Vietnam's manufacturing sector ends 2016 on strong note
Nikkei manufacturing PMI data for Vietnam, produced by Markit, have painted a generally positive picture during 2016. Moreover, growth is shown to have picked up as the year drew to a close, suggesting that the sector is in a good position heading into 2017.
The headline manufacturing PMI - which measures changes in the health of the sector - registered above the 50.0 no-change mark throughout 2016, peaking at 54.0 in November. The average reading for the final three months of the year was higher than in any of the first three quarters.
Official data showed that manufacturing output rose 4.6% month-on-month during December, with the annual rate of expansion picking up to a three-month high of 21.2%.
Manufacturing PMI Output Index v Official data
Central to the improvements in the manufacturing sector in 2016 was the ability of firms to secure new orders. New business increased for the thirteenth successive month in December, and at a solid pace. The rate of expansion had shown signs of picking up earlier in the year before easing back, so firms will hope that momentum can be maintained heading into 2017. Vietnamese manufacturers continued to have success in international markets, with growth of new export orders quickening for the second month running at the end of 2016.
Competitiveness key to export wins
The competitiveness of firms in Vietnam is one of the factors helping them to secure new business. Selling prices decreased through much of the first half of 2016, although there have been signs in recent months of charges being raised in response to higher input costs. The return of inflationary pressures has been particularly evident in the past two months. Cost inflation hit a two-and-a-half year high in November and slowed only marginally in December.
Manufacturers mentioned oil-related products in particular as having increased in price, a marked turnaround from the start of the year when the oil price was exerting downwards pressure on costs. In line with these trends, official data on consumer prices pointed to inflation picking up to 4.7% year-on-year in December, the strongest pace since July 2014.
Growth set to improve in 2017
Several of the PMI sub-indices provide optimism that the sector will perform well at the start of 2017. Staffing levels have risen continuously over the past nine months, while stock-building was a feature of the survey in the final quarter. Stocks of purchases rose at the sharpest pace in the survey's history in October, while the rate of accumulation in stocks of finished goods was at an 18-month high in November. Firms have reported increasing inventories, not just in response to current workloads, but also as part of efforts to build stock reserves in anticipation of further growth in future.

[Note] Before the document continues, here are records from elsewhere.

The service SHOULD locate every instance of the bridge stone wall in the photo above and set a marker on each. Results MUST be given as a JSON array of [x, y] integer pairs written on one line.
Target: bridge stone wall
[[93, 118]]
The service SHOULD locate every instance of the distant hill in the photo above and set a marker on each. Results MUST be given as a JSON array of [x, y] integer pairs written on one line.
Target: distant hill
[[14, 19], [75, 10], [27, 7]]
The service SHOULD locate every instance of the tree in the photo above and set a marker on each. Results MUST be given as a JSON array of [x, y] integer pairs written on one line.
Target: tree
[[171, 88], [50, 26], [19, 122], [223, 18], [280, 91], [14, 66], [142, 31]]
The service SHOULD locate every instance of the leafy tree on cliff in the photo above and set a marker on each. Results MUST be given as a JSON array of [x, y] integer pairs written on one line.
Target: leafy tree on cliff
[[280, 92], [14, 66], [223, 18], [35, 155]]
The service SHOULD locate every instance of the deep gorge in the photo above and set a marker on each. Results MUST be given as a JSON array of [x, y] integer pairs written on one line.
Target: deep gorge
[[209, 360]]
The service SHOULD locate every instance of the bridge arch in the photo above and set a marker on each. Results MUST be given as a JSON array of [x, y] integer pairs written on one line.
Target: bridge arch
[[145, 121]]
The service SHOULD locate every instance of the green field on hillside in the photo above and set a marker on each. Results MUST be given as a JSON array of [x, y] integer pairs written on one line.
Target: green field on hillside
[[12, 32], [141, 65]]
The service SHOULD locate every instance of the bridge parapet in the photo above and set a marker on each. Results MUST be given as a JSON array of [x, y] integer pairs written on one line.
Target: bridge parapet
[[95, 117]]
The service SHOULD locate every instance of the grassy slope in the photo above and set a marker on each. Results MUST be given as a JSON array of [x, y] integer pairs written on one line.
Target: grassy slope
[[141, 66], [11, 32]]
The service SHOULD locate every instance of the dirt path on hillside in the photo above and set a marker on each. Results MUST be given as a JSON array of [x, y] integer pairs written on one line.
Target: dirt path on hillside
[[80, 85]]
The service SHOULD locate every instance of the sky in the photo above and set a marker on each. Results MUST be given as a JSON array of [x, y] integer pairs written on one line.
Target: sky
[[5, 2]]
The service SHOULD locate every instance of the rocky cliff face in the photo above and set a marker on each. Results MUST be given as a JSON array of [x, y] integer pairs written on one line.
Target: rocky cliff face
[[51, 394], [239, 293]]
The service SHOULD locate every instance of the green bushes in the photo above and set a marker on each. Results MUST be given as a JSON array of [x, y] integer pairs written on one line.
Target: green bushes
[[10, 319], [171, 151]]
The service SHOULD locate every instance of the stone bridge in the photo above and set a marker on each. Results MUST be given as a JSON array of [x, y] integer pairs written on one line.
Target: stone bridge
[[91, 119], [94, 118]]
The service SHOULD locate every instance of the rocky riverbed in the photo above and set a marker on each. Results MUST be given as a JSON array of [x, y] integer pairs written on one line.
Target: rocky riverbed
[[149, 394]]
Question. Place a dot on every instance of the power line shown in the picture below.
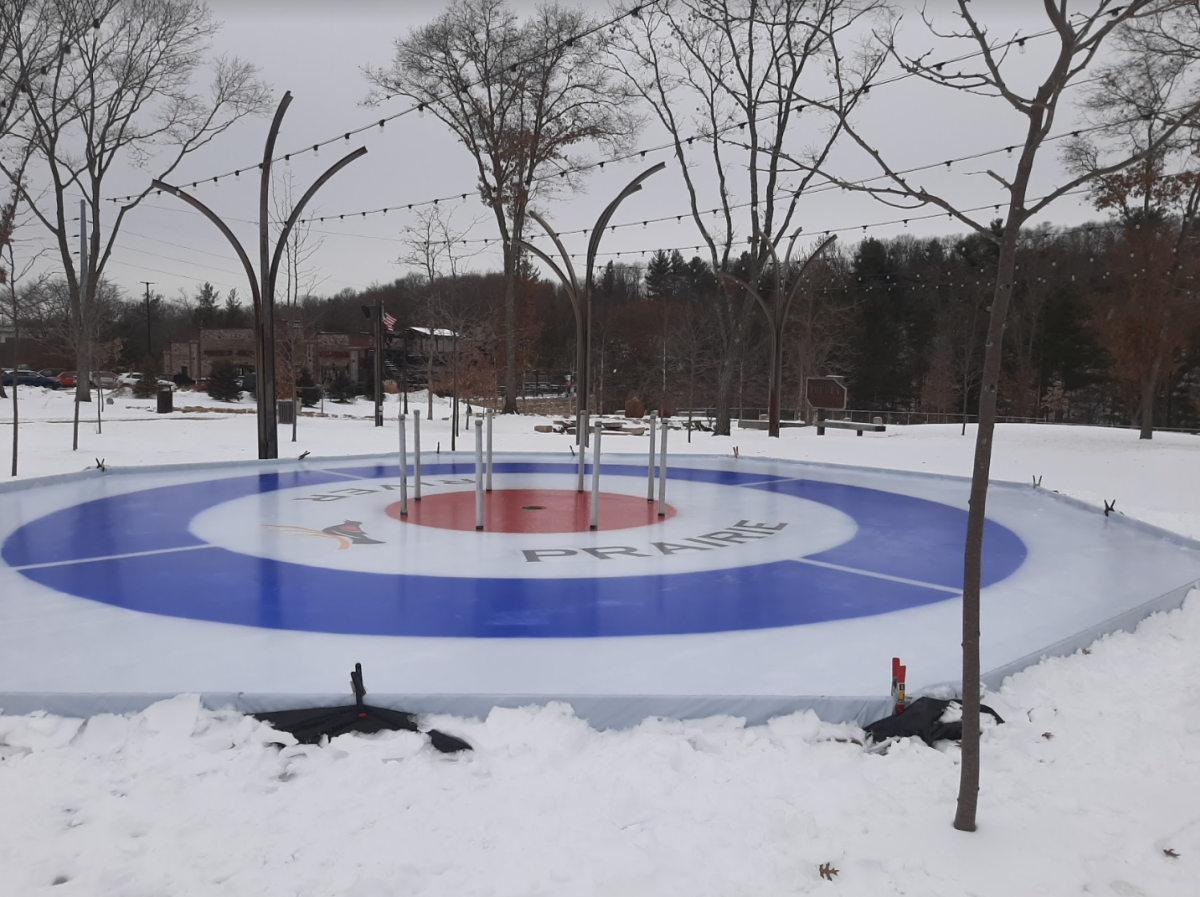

IHS Markit forecasts a rise in GDP of 6.3% in 2017, which would represent a slight acceleration from the increase of 6.2% recorded in 2016 and see Vietnam maintain one of the strongest GDP growth rates globally.
PMI Inventory Indices
TPP deal set to fail
One exception to the generally positive picture is the probable cancellation of the Trans-Pacific Partnership (TPP) trade agreement by the United States under President Trump. We had noted in the past that Vietnam was set to be one of the key beneficiaries of the deal, but with the largest economy pulling out of proceedings the TPP is effectively dead. This means that Vietnamese firms won't see the longer-term benefits of tariff-free trade with the US in areas such as textiles and clothing, a major export industry.
Despite this setback, the near-term outlook for Vietnam remains positive. The PMI data will continue to be an important indicator in showing how the manufacturing sector performs during 2017. The January PMI data are set for release on February 2nd.